Toksyczne pożegnania z Bayernem. Jak legendy opuszczały Monachium w napiętej atmosferze
Wzruszający wpis w mediach społecznościowych, ostatni trening i koniec. Pożegnanie Roberta Lewandowskiego z Bayernem dalekie było od hucznych i niezapomnianych. Z drugiej strony, gwiazdy nie zawsze opuszczają Bayern w warunkach odzwierciedlających to, ile zrobili dla klubu.
Choć i Robert Lewandowski, i rządzący Bayernem zgodnie twierdzą, że we wspólnych relacjach nie ma już złej krwi, to sposób powiedzenia sobie “auf wiedersehen” znacznie odbiegał od standardów przyjaznych stosunków.
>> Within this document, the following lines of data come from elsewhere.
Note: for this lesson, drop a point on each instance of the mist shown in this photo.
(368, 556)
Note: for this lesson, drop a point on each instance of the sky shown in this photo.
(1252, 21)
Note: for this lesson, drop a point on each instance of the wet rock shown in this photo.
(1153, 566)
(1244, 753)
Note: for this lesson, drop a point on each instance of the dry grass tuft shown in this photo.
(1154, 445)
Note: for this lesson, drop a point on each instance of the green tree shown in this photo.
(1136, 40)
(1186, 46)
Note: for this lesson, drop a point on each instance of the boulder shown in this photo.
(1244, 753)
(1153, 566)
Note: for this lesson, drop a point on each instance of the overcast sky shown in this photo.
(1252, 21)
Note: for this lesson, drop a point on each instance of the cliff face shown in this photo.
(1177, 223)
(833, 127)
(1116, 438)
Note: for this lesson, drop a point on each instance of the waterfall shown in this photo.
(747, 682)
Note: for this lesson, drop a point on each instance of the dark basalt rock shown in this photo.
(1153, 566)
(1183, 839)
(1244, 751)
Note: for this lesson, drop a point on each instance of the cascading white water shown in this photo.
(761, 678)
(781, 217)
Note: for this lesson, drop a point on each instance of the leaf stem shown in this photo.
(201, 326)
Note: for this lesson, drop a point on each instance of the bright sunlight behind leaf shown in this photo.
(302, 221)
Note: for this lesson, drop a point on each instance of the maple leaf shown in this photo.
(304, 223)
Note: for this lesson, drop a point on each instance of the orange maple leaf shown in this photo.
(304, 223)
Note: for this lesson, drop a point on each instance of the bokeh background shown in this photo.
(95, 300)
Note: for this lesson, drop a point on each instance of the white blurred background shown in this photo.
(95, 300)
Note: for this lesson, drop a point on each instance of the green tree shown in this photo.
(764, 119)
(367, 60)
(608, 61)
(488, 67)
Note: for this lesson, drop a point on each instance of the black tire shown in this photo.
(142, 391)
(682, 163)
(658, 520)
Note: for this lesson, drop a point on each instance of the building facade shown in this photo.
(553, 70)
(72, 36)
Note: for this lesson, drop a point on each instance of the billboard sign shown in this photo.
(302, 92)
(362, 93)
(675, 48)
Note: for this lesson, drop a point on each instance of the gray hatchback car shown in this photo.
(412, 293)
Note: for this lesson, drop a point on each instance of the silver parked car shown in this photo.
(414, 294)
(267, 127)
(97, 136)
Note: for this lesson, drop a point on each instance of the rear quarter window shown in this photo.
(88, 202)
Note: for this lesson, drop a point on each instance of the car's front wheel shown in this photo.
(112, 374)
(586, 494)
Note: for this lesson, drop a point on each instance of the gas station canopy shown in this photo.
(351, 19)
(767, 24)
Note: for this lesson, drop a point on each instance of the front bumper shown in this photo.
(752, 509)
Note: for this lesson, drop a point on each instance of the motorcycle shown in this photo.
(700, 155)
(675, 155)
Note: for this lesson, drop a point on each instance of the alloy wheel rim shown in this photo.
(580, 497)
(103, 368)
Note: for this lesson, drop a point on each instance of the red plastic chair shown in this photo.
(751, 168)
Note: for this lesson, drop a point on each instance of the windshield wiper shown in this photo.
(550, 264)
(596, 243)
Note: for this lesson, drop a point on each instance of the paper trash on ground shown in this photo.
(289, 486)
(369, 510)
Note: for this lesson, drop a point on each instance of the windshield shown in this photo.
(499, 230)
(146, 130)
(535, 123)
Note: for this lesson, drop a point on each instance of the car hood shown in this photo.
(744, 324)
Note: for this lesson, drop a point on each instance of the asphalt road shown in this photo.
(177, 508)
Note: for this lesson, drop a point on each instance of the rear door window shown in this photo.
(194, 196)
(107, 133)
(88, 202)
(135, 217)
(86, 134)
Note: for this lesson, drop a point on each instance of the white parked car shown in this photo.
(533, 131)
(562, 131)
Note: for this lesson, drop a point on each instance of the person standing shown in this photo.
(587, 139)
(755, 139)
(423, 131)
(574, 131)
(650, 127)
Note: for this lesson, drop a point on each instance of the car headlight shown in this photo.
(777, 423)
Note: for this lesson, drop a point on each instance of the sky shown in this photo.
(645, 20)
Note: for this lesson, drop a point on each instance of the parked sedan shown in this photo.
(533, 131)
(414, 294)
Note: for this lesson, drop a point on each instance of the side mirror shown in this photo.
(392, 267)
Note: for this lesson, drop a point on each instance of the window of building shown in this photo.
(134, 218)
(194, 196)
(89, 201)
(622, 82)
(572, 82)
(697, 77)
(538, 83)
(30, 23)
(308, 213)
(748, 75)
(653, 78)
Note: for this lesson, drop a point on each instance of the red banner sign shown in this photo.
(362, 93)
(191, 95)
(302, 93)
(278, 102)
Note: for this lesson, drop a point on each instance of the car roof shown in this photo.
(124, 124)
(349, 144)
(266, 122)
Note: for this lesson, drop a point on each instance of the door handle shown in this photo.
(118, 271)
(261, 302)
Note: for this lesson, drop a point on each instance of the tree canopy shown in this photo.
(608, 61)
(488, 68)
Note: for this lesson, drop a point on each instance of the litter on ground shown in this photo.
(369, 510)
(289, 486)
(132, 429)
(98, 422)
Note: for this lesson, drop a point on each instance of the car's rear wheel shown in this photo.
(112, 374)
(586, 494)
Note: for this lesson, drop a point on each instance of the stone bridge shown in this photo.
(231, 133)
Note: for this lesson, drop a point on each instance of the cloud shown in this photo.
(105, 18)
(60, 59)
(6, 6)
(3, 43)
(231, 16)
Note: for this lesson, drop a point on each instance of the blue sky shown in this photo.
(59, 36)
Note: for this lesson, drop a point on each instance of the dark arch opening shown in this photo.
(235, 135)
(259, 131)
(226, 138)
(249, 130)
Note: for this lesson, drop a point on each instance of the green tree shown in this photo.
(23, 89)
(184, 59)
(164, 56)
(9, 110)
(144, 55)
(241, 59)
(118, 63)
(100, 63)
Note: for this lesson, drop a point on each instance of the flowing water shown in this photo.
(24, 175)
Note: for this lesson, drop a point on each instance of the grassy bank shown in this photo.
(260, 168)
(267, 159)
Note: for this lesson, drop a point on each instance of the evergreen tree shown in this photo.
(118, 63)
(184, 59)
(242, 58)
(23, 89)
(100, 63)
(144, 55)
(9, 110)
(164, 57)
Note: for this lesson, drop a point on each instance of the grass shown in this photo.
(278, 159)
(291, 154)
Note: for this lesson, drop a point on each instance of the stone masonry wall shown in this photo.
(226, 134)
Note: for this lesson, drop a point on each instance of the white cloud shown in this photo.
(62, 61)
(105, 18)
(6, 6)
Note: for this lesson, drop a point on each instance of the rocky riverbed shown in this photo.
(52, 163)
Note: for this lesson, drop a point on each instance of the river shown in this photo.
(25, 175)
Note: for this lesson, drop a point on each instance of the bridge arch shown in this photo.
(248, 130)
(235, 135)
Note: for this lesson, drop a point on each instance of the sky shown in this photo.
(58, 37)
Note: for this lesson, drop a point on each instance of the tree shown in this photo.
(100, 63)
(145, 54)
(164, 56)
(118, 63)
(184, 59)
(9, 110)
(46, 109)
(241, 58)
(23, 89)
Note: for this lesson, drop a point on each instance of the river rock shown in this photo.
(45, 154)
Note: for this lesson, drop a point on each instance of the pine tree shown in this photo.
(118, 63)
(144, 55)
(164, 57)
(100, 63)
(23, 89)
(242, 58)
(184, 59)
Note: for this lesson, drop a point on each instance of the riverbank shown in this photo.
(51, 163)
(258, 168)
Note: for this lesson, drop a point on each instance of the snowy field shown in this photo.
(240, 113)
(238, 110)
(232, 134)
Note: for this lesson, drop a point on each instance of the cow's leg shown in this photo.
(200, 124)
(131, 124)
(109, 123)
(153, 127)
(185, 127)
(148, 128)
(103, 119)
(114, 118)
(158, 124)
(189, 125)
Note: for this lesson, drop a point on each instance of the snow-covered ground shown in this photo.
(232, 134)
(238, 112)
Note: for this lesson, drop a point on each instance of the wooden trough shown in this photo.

Cicha do tej pory supergwiazda wykorzystująca wszystkie swoje wpływy, siłę przebicia, pozycję obrotnego menedżera, robiąca wszystko, aby wywołać jak najwięcej hałasu. W serii wywiadów “Lewy” przy niemal każdej okazji ganił klub za brak szacunku i lojalności, za wyraźną odmowę znalezienia “rozwiązania możliwego do zaakceptowania przez oba podmioty”. I te słowa odwołujące się do sumienia: coś wewnątrz mnie umarło i nie da się tego przeboleć.
Z drugiej strony mamy największy klub w Niemczech, hegemona w piłkarskim świecie, ludzi, którzy chcą rozwijać tę drużynę, więc naturalnie szukają następców dla swoich legend. Także dla Lewandowskiego. Na szali mieliśmy dwie równoważne racje. Jasnym stało się więc, że pożegnanie będzie chłodne, szorstkie i bez fajerwerków. Po ośmiu fantastycznych latach Lewandowski opuścił stolicę Bawarii na osobności, wyjeżdżając w środku lata, zamiast po ostatnim meczu sezonu przy akompaniamencie braw całej Allianz Areny. Na osłodę pozostały mu oklaski od kolegów z drużyny i “miśki” ze sztabem szkoleniowym. Skromnie jak na gościa, który przez prawie dekadę nosił Bayern na swoich barkach.
Niemniej, to nie pierwszy taki przypadek. Bayern bardzo często miał problemy z godnym uhonorowaniem swoich największych gwiazd.
Nagłówki z łóżka Kaisera
Franz Beckenbauer był pierwszą legendą w czasach dominacji Bayernu z lat 70. Najważniejszy gracz, postać nietuzinkowa i jeden z najbardziej rozpoznawalnych ludzi w Niemczech. Niestety, sukcesy sportowe nie szły w parze z charakterem. Mówiąc oględnie, w życiu prywatnym nie świecił przykładem i w pewnym momencie stawał się problemem dla monachijskiej drużyny. Kolejne romanse z przygodnymi kobietami nakręcały serię nieprzychylnych artykułów w brukowcach, a częściej w kontekście “Kaisera” mówiło się o zdradach niż świetnych występach w Bundeslidze.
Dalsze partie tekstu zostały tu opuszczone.